The next 30 miles were brutal. We stayed at the trading post for one and a half hours as it was so pleasant to have shade, a restroom and cold drinks. We knew we had to sunblock up, as the rest of the day was sunny and hot, with no shade and no clouds.
When we arrived in Hachita the lock on the door to the community center was unlocked and we were welcome to stay. We quickly got out of our hot clothes, unpacked our food and put in the refrigerator. The place was stocked with snacks and food for folks like us, and there were welcome signs every where. We would be the only people to stay at the community center that night. John found a hose in the back of the building, and there was a newly installed water spigot in the front. So, we grabbed our small hotel soap, got into our swimsuits and headed outside, where we took a quick, but wonderful shower.

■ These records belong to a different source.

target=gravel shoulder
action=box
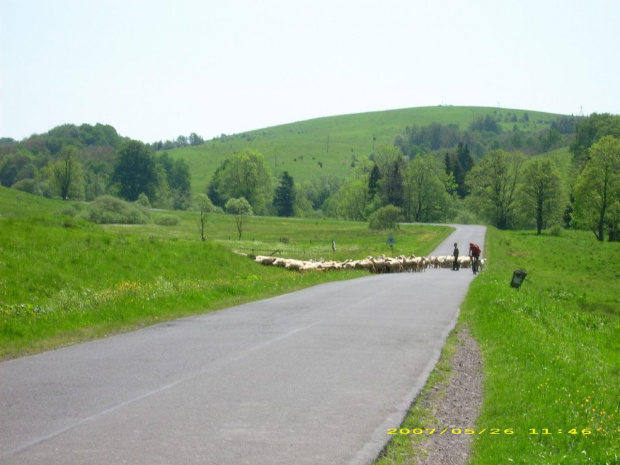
[413,327,483,465]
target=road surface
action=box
[0,225,485,464]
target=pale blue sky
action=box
[1,0,618,143]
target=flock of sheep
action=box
[250,254,486,274]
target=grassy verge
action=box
[463,228,619,464]
[0,214,451,359]
[377,227,619,464]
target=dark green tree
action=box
[111,140,157,201]
[444,153,452,176]
[570,113,620,165]
[207,159,230,208]
[368,163,380,200]
[273,171,296,217]
[456,143,474,172]
[189,133,204,146]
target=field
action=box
[0,187,451,358]
[378,227,620,464]
[167,106,563,193]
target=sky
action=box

Hachita town history is like so many others. Boom to bust. Train to truck, coal to mining. All towns had big dreams and had bust with the change of times. There currently was less than 40 folks who remained in Hachita, and many of the names of supports on the walls, were also the same names that rested in the local cemetery. The evening brought a beautiful sunset, followed by a lightning storm. We took chairs outside to enjoy the storm. While it rained good on 4th street, the east side of the building, on 3rd street it was completely dry. The community center posted the history of Hachita on the wall and I read it out loud as the lighting and thunder crashed around outside. We were starting to realize this was it. This was our last night out in a foreign city. In 24 hours we would be having dinner with John’s parents and enjoying a hot shower and a real bed. The journey would be over. We couldn’t be more happy to finish. We were starting to realize what we had gone through.
As we laid down in our sleeping bags on the stage in the community center, the flies buzzed around us and the crickets chirped. Having electricity, I pulled up the photos on my iPhone and John and I enjoyed looking back at where we had been. We immediately recognized the harder days and would talk about hills, or people we met, or the length of the trip, and how you couldn’t really focus on one day or one point of time. How would we describe this to others? How do you share seven weeks of hardship and joy? These times and memories our ours to share, live in our head, and go back to, hopefully often and fondly as time passes.